Lilith geri dönmeyince Tanrı Âdem için ismi bilinmeyen başka bir eş yaratır. Âdem de bu yaratılış anını seyreder, çok etkilenir fakat yaradılışı gördüğü için onu istemez. En sonda Tanrı Adem’i uyutur ve adem görmeden onun kaburgasından Havva’yı yaratır. Havva ona itaat etmekle, boyun eğmekle yükümlüdür çünkü onun kanından yapılmıştır. Ve adem Havva ile birlikte olur.
Bu sırada derin bir acı ve yas duyar Lilith. İntikam ateşiyle yanmaktadır. Kendisi cennetten kovulmuşken Âdem ile Havva’nın hala orada olduğunu biliyordu. Ta ki Şeytan’ın Havva’yı kandırarak yasak meyveden yedirmesine kadar. Bazı kaynaklarda ise bu hikâye biraz farklı. Lilith’in Şeytan’ın kılığına girerek Havva’dan intikam aldığına dair pek yaygın olmasa da ayrı bir hikâye var ki yaşananlara bakılırsa akla yatkın olduğu söylenebilir.
Daha sonraları Âdem ile Havva’nın da çocukları olduğunu öğrenen Lilith hamile ve yeni doğum yapmış kadınların çocuklarını ellerinden almak, Âdem çocuklarını yaşatmamak için elinden ne geliyorsa yapmaya yemin eder. Farklı tarihler belirtiliyor olsa da yaygın bilgilere göre; erkek çocuklarını sekiz gün içerisinde kız çocuklarını ise yirmi gün içerisinde öldürmeye çalışır. Lilith Âdem ile Havva cennetten kovulmadan Aden’den ayrıldığı için ölümsüzdür ve sonradan da çocukları olmuştur. Bu sebeple hala yaşadığı ve çocuklarının da aramızda dolaştığı söylenir…
Bugün dünyada var olduğuna inanılan cinler Adem ile Lilith’in ve Tuval Kabil eşi Naama’ın birlikteliğinden meydana gelmiştir.
Lilith bunların yanında bütün kötü varlıkların anası ve bizim soyumuzun düşmanıdır.
Kuşkusuz tanımlamaların ve tasvirlerin benzer olmasının tek sebebi Lilith’in kendisi değil, Mezopotamya coğrafyasının ve doğu kültürlerinin efsane ve mitlerinde ki Ayrıca semavi dinlerdeki benzerliklerdir. İnsanlar göç ederken, ticaret yaparken, konuşurken, çocuklarına masallar anlatırken, seyahat ederken tüm bu bilgileri taşımış, yaymış, bazen eklemeler bazen çıkarmalar yapmış, yeni kuşaklara aktarmışlardır.

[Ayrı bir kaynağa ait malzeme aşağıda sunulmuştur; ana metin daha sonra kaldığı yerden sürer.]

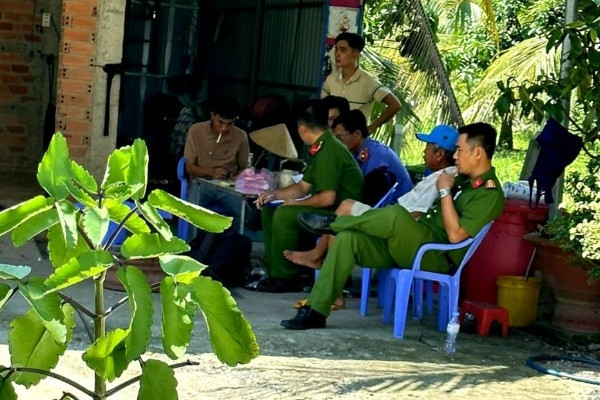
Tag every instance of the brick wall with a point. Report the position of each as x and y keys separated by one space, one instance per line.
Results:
x=75 y=75
x=22 y=72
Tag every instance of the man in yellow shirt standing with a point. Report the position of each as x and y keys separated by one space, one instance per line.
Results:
x=357 y=86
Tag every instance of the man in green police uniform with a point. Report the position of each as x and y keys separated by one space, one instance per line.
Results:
x=331 y=177
x=382 y=238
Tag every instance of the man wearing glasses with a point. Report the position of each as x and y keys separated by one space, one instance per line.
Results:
x=216 y=149
x=370 y=154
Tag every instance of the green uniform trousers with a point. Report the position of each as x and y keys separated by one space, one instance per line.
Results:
x=380 y=238
x=282 y=232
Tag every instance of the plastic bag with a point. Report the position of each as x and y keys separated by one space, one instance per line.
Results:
x=250 y=181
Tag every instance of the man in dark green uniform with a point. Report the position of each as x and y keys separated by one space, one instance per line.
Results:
x=382 y=238
x=331 y=177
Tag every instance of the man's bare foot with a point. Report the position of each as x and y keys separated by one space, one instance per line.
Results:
x=339 y=303
x=306 y=258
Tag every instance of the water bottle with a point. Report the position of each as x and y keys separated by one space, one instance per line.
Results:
x=451 y=333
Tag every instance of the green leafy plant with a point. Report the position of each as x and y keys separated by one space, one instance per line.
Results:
x=77 y=215
x=577 y=229
x=572 y=97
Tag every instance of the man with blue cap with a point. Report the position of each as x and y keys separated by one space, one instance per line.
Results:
x=390 y=236
x=441 y=140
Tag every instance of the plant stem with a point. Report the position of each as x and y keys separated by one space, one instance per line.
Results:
x=137 y=378
x=99 y=330
x=56 y=376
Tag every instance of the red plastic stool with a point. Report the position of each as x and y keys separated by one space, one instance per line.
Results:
x=485 y=314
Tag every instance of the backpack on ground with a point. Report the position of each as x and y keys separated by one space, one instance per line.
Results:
x=227 y=256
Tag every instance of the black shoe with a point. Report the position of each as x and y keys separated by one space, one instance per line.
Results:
x=276 y=285
x=307 y=318
x=317 y=224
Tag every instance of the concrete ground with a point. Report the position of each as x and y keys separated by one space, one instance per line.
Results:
x=353 y=358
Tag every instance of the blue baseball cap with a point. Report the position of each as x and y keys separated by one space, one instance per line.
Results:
x=444 y=136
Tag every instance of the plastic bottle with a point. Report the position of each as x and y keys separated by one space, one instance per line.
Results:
x=451 y=334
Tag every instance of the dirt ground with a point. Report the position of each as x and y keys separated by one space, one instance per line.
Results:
x=353 y=358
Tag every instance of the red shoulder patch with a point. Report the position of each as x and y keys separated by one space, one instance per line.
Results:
x=490 y=184
x=364 y=154
x=477 y=183
x=314 y=148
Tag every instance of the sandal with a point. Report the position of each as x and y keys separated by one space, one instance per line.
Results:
x=302 y=303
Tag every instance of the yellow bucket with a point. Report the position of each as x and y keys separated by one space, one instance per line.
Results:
x=519 y=297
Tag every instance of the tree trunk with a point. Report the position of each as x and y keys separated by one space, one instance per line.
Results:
x=506 y=138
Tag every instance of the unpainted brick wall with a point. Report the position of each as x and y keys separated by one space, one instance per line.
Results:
x=21 y=85
x=24 y=77
x=76 y=70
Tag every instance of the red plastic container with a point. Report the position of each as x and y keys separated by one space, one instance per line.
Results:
x=503 y=251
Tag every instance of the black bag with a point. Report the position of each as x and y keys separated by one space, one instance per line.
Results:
x=558 y=149
x=227 y=256
x=377 y=183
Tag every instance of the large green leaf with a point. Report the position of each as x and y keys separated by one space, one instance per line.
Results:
x=83 y=178
x=199 y=216
x=6 y=293
x=118 y=211
x=140 y=303
x=80 y=195
x=122 y=191
x=152 y=216
x=180 y=266
x=151 y=245
x=48 y=308
x=58 y=252
x=32 y=345
x=33 y=226
x=55 y=168
x=127 y=165
x=231 y=335
x=95 y=224
x=7 y=390
x=116 y=167
x=178 y=313
x=19 y=213
x=157 y=382
x=9 y=271
x=106 y=356
x=78 y=269
x=68 y=222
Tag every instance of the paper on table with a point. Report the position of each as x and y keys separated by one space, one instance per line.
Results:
x=277 y=202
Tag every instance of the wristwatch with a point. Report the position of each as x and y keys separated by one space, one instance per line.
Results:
x=444 y=192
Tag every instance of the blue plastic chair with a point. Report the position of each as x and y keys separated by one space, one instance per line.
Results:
x=182 y=226
x=399 y=281
x=386 y=199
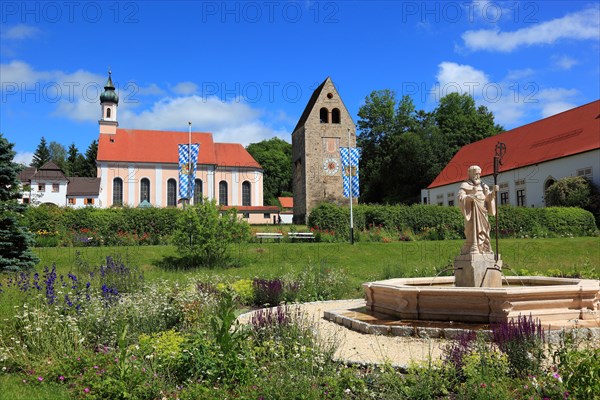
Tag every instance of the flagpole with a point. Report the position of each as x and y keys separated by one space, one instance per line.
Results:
x=350 y=176
x=189 y=162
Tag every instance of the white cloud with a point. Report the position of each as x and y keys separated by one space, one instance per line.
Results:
x=23 y=158
x=453 y=77
x=556 y=100
x=511 y=99
x=185 y=88
x=581 y=25
x=20 y=32
x=518 y=74
x=151 y=90
x=233 y=121
x=564 y=62
x=19 y=72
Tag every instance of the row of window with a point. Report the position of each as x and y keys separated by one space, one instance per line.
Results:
x=42 y=187
x=87 y=201
x=324 y=115
x=172 y=192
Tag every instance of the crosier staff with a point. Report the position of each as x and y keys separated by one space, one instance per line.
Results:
x=500 y=151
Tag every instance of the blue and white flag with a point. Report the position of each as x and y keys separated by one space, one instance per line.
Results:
x=350 y=156
x=186 y=185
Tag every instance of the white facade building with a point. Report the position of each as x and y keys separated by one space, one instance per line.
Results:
x=537 y=155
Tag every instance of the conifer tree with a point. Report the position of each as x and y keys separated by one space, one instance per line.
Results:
x=15 y=241
x=91 y=153
x=41 y=155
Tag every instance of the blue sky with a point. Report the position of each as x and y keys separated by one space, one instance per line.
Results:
x=245 y=70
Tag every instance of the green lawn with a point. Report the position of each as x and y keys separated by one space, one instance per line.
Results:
x=361 y=261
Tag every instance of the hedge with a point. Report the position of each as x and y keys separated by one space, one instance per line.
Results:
x=438 y=222
x=65 y=226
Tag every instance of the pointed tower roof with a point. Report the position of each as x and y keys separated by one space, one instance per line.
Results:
x=311 y=104
x=109 y=95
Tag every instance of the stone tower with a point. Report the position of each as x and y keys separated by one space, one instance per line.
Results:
x=322 y=129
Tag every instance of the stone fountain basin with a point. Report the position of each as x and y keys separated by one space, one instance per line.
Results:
x=550 y=300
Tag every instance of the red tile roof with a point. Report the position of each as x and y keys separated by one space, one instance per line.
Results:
x=286 y=202
x=139 y=145
x=234 y=154
x=258 y=209
x=570 y=132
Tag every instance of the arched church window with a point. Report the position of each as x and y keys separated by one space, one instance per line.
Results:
x=335 y=116
x=246 y=190
x=324 y=115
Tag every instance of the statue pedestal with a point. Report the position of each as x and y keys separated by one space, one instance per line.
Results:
x=477 y=270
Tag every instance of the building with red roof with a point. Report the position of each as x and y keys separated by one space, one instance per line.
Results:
x=138 y=166
x=537 y=154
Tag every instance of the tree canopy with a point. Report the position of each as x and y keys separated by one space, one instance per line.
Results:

Burada göz ardı edilemeyecek nokta yaşadığımız bu Dünyanın her zaman farklılıklara, doğa üstü, akıl dışı olaylara, göksel olaylara, mitolojiye gebe olduğu ve yaşandığıdır. Konu biraz daha uzun ama fazla uzatmak istemedim ana hatları ile anlatmaya çalıştım, umarım yeterli olmuştur.Bu uzun ama derin yazıyı Okuduğunuz için teşekkür ederim.
Ek bilgi Günümüzde Lilith ile ilgili dizi ve filmler mevcuttur.
Türk sinemasında ise Alkarısı filmleri mevcuttur izleye bilirsiniz.
Alttaki resim Paris notre dame katedralinden adem, Havva ve Lilith i tasfir eden heykelden çekilmiştir.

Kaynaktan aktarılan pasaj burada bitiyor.